CDC and the Eden Alternative
Under the Eden Alternative approach, caregivers and care receivers are described as “care partners”, each an active participant in the balance of giving and receiving that is alive in every moment. Together, care partner teams strive to enhance wellbeing by eliminating the three plagues of loneliness, helplessness, and boredom.
Hopkins says the relationship between the customer (consumer) and the service provider can be enhanced by taking a consumer directed approach to the care support that is being provided.
“Our focus should be on capacity building and enablement. Rather than focusing upon what the client can’t do, let’s focus upon what they can do.”
Hopkins suggests that in taking a CDC approach there are some key issues that need to be considered:
How well do we know our clients? The social profile (or whatever label it is given) has the capacity to be more than a ‘likes/dislikes’ form.
What is the client’s daily routine currently? How can we support this and enhance it further?
Risk assessments on capacity should be conducted to enable people to ‘do’ for themselves, not to take away these things, e.g. moving in and out of a shower stall – the client only needs a chair to sit on.
Educating families, care partner teams and organisations about the service (not servile) role that the care partner plays.
Hopkins stresses that developing a care support plan is much more than a clinical support document.
“How do we find what is important to the person? How do we enable them to continue to live a life with meaning? Each person has a history – a life that has been and continues to be full and rich. When we visit a person in their home, many of the items we see give us clues about who this person is. For example: there is a photo of a gentleman with a gold medal – what is this photo telling us? How do we start the conversation? What can we share together? In understanding the person with the medal, we also gain a clearer picture of who this person is. We start to see the person and not the disease, a clear shift in our thinking; this person has been active in the past.”

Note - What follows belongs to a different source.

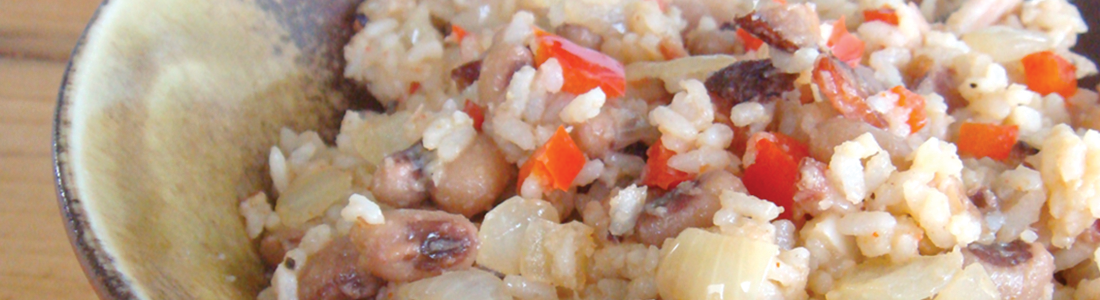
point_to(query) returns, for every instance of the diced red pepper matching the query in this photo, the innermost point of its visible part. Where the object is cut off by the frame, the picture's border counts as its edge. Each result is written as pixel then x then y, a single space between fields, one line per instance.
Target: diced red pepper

Staff empowerment is important in the area of consumer directed care. Hopkins says that staff need to know and understand that when they go into someone’s home to provide a service support function, they also have the opportunity to develop meaningful relationships that will enhance the lives of both parties. It is not about abdicating their role in supporting the older person. The support teams are a critical link between the person and residential services that may be required in the future.
“The provision of great consumer care support is more than just the medical or physical treatments being provided, such as personal care, medication management, and so on. It’s about discovering the uniqueness of the individual and ensuring that our services are enhancing wellbeing and not stripping them of their identity.
“Care Support teams need education in CDC as it does require a shift in the way we see older people, and the culture of care focus also needs to be changed.”
Of course, Eden Alternative is just one organisation adjusting to the new policy.
It is still early days for the new CDC model, but New Zealand’s aged care and community support sectors are eagerly watching to see how its Australian counterparts adapt to the changes, and what impact it will have on care delivery.